Ahmed, Martin, and Fluck (1973) reported shear stress data of peel pieces collected at the time of harvest. Kaufmann (1970) measured the effect of water potential and temperature on the extensibility of citrus peel. Gyasi, Friedly, and Chen (1981) determined Poisson’s ratio for citrus fruit peel and pulp. Fidelibus, Teixeira, and Davies (2002) determined the gibberellic acid (GA₃) treatment effect on mechanical properties of pre-harvest orange peel and whole fruit. The properties such as color and firmness of orange that differentiate individual units of a product are important to determine the degree of acceptability of the product to the buyer (Guzel, Alizade, & Sinn, 1994). Fruit softening is often used as a criterion for estimating the feasibility of their storage or shelf life (Kader, 1992, Polderdijk et al., 1993, Blankenship et al., 1997).

Color is considered to be one of the most important external factors of fruit quality, as the appearance of the fruit greatly influences consumers. Fruit and vegetable yellowing is often a result of the disappearance of chlorophylls which allows the yellow orange xanthophylls and carotenes to become more visible (Shewfelt & Prussia, 1993). The relationship between color and level of maturation has been widely studied in tomatoes (Choi, Lee, Han, & Bun, 1995), peaches, and nectarines (Mitchell, 1987, Luchsinger and Walsh, 1993). Along the same line, Mercado-Silva, Benito-Bautista, and Garcia-Velasco (1998) identified L*, a*, and hue values as being the best parameters for differentiating the different stages of the maturation of guava. In citrus, Jimenez-Cuesta, Cuquerella, and Martinez-Javega (1981) proposed the use of the formula 1000a*/(L*b*) as “Color Index” for recording the process of orange degreening. In most fruits, their firmness diminishes as the degree of maturation increases due to the action of pectic enzymes during fruit maturation (Muramatsu, Kiyohide, & Tatsushi, 1996).

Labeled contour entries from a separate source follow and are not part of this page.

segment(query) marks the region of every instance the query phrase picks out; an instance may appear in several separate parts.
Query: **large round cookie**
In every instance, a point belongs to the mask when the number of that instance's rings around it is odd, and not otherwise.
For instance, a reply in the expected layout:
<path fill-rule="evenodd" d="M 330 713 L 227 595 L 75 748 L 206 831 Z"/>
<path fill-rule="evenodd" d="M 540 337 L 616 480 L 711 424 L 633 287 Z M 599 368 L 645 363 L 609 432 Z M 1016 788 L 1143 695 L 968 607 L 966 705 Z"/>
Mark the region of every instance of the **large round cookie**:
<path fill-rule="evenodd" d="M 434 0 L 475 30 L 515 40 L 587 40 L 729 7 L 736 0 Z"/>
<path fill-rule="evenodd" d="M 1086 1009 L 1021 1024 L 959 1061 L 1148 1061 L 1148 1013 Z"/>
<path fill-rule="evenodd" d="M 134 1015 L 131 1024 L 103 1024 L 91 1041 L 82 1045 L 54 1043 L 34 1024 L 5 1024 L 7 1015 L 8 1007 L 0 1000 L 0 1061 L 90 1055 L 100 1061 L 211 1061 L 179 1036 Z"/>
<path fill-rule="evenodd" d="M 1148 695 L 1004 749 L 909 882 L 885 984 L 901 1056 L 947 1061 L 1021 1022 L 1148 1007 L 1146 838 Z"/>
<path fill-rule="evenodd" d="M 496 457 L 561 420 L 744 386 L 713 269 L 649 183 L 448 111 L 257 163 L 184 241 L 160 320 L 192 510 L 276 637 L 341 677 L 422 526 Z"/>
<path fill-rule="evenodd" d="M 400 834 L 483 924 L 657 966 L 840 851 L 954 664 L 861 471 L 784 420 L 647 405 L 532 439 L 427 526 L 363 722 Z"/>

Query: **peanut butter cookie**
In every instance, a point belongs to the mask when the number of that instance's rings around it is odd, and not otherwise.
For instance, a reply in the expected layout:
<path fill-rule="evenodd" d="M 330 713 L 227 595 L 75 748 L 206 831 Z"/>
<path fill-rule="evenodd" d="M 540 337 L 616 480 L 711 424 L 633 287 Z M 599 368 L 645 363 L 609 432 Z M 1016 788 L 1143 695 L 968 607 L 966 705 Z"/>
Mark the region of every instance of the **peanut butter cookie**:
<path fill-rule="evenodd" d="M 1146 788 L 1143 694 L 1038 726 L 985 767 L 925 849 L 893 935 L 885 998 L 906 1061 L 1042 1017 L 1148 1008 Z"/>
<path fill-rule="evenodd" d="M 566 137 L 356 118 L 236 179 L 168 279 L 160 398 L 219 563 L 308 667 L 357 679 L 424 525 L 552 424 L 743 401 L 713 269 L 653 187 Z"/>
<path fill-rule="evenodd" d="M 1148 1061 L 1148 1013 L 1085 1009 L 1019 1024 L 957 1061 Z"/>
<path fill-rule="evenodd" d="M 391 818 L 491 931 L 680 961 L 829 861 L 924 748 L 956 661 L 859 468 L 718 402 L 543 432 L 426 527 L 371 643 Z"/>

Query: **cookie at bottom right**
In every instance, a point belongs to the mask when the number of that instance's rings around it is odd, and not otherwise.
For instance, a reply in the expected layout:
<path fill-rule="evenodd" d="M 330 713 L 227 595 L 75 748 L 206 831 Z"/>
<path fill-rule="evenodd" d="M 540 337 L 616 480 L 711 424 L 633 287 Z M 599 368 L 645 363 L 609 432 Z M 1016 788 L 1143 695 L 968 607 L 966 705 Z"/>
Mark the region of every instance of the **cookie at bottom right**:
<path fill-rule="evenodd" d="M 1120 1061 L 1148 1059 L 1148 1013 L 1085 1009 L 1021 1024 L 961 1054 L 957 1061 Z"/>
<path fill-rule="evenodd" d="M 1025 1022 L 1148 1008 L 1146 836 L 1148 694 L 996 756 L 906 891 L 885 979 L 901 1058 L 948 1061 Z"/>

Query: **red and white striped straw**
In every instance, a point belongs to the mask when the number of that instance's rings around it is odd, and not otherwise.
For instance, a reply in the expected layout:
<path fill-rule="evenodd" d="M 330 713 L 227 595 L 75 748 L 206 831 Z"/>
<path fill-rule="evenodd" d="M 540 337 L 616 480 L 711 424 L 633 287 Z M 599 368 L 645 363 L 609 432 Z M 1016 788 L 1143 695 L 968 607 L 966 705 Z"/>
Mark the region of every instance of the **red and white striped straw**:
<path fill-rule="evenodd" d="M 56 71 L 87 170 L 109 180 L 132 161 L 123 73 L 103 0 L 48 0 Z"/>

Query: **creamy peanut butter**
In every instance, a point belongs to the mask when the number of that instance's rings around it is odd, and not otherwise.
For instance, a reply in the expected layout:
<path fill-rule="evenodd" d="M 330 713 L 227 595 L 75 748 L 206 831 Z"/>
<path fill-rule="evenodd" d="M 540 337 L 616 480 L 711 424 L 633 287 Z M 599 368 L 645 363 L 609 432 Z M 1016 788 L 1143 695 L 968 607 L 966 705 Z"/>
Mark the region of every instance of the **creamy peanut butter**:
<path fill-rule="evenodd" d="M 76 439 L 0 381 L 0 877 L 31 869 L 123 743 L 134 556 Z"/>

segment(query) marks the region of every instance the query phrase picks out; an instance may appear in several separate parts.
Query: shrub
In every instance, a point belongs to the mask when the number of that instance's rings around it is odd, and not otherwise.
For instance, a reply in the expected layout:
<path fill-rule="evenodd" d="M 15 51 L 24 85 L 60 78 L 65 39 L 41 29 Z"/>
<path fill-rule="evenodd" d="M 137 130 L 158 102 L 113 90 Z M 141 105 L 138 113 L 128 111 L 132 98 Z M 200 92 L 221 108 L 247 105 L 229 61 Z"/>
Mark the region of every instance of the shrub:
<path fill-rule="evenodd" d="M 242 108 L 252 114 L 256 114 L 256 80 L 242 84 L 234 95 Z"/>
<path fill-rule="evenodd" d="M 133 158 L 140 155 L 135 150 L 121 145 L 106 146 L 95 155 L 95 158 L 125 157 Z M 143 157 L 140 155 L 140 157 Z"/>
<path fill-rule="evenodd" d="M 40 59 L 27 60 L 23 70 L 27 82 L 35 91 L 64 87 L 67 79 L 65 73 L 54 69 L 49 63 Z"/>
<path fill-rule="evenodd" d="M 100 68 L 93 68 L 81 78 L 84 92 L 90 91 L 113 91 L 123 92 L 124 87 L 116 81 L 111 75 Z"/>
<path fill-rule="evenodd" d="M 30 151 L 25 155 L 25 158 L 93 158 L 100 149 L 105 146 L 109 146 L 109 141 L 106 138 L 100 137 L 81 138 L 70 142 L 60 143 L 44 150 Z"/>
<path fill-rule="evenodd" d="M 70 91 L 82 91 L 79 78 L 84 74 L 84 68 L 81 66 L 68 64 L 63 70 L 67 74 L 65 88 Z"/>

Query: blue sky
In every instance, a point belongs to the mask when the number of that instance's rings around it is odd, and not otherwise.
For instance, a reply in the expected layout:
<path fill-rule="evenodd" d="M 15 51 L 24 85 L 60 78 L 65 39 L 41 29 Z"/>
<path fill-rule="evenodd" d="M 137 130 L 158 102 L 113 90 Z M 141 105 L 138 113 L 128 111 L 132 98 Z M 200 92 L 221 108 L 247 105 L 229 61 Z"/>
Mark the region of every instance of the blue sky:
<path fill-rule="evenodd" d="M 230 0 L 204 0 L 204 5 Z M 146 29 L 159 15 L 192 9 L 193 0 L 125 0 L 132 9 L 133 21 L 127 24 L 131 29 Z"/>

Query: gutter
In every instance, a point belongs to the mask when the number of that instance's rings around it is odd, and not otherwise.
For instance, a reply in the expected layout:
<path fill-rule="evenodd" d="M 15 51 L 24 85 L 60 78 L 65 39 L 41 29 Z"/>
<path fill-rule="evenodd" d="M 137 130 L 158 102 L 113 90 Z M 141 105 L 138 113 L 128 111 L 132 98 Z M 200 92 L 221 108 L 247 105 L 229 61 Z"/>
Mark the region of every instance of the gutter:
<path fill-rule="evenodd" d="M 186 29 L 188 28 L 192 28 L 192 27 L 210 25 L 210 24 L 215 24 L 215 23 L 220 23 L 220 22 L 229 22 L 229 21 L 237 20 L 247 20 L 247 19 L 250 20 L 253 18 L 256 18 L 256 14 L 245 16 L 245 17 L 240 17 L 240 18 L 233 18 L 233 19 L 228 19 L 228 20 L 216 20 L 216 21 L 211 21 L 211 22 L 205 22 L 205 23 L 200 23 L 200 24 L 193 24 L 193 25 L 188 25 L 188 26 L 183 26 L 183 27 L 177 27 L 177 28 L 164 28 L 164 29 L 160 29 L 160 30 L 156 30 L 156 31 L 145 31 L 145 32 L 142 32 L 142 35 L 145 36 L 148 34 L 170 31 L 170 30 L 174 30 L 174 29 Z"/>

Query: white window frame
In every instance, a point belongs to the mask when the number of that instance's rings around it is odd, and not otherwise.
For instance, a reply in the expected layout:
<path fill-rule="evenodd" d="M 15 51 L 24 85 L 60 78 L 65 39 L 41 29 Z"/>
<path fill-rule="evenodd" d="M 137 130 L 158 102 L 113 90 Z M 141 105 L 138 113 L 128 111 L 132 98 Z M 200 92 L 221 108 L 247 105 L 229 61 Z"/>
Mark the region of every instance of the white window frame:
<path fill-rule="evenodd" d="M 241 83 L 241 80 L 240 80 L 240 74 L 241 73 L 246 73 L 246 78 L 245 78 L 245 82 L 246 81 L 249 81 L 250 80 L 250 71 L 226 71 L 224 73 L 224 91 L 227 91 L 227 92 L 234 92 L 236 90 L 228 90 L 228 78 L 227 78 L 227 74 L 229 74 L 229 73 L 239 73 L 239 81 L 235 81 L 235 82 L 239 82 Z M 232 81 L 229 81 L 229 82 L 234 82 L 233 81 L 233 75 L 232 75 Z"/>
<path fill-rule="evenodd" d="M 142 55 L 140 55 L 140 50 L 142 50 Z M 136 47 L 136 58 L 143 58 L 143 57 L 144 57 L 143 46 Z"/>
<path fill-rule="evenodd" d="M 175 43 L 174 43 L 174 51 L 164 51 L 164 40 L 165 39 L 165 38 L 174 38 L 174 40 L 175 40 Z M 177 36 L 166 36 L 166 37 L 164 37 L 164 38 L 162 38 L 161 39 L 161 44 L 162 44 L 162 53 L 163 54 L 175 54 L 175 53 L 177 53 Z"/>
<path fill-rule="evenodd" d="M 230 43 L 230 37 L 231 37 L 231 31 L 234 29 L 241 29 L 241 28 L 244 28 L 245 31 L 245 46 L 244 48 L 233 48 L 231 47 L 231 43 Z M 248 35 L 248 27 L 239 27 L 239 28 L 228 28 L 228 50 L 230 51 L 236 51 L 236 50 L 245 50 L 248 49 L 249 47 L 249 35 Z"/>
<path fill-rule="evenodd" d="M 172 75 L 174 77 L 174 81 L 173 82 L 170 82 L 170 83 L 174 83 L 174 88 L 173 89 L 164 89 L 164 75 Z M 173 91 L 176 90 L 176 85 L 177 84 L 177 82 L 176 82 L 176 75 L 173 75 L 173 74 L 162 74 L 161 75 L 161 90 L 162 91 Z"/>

Miller (1987) determined stress index, modulus of elasticity, and rupture force of freeze-damaged and non-damaged fruit. Sarig and Nahir (1973) reported the initial and permanent deformations of a creep test of citrus fruit to indicate firmness. Churchill, Sumner, and Whitney (1980) determined the influence of harvest date on the physical strength properties (burst and puncture) of whole fruit and tensile strength of peel pieces of three orange varieties. Singh (1971) studied optimum storage temperature, storage life and keeping quality of mandarins and sweet lemon. During storage the loss of moisture from the peel is continuously replenished by the movement of the moisture from the pulp. If this loss due to combined effect of respiration and transpiration goes on unchecked, the fruit shrivels up and becomes unmarketable.

There is a dearth of information on post-harvest physico-mechanical properties changes of orange peel and fruit under ambient and refrigerated storage conditions which are helpful to decide handling, packaging, storage, and transportation systems to be adopted and their designs. The objective of this paper is to report changes in basic physical and mechanical properties of orange peel and whole fruit under ambient and refrigerated fruit storage conditions.